Brief notes on the English lute song

"I have also set them tablature-wise to the lute in the Cantus book for one to sing and play alone when your Lordship would retire yourself and be, more private." So wrote Thomas Morley in dedicating his Canzonets or Little Short Aers to Five and Sixe Voices to Sir George Carey in 1597.

In these canzonets Morley had simply intabulated the lower parts for lute. Other composers were quick to refine this method in order to make a more idiomatic lute part. The quick decay of the lute's sound meant that long notes needed to be repeated or ornamented, and chords arpeggiated to compensate for this. Any competent lutenist would have done such things automatically, and it is not surprising to find that, with the exception of Morley, all the lute song composers were themselves players. A further innovation (mentioned in the title page of most of the books from 1600 onwards) was the addition of bass viol to strengthen the bass line. Where singer and lutenist were not one and the same person it became usual to demand more from each part, and in many of the later lute songs a more independent role is given to the lute. When the bass viol is present, it too often has an independent part in the form of a second bass line (the lute playing the other). This can be heard in Dowland's In darkness let me dwell, perhaps the finest example of the 'song to the lute and viol'. Of course not all the lute songs have this complexity; some have a simple chordal accompaniment such as would have been playable by any singer-lutenist of the time, and they are very pleasing in their own way.

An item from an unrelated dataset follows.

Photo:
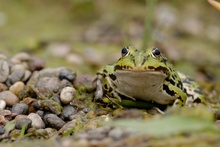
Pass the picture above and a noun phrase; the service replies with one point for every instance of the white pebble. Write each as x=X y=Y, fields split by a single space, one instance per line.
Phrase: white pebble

Robert Dowland's Musicall Banquet is unique among English publications for lute and voice: the only one to contain English, French, Spanish, and Italian airs, it is truly a banquet! Whereas most of the English songs have either a contrapuntal or a chordal accompaniment, almost all the foreign songs have chordal accompaniments that tend to move note-for-note with the vocal line. The Italian songs reflect the (for many English lutenists) new basso-continuo accompanying style. Dowland, however, realising that most of his public would be amateurs and unfamiliar with the new way, intabulated a continuo part for the lute.

On this recording we have also made use of the bass viol 'after the leero [lyra] way' to accompany two of the songs. Robert Jones and John Coprario offer this method of accompaniment as an alternative to the lute, as does the eccentric Tobias Hume. In O dear life Jordi Savall has followed Captain Hume's advice to "play one straine with your fingers the other with your Bow, and so continue to the end".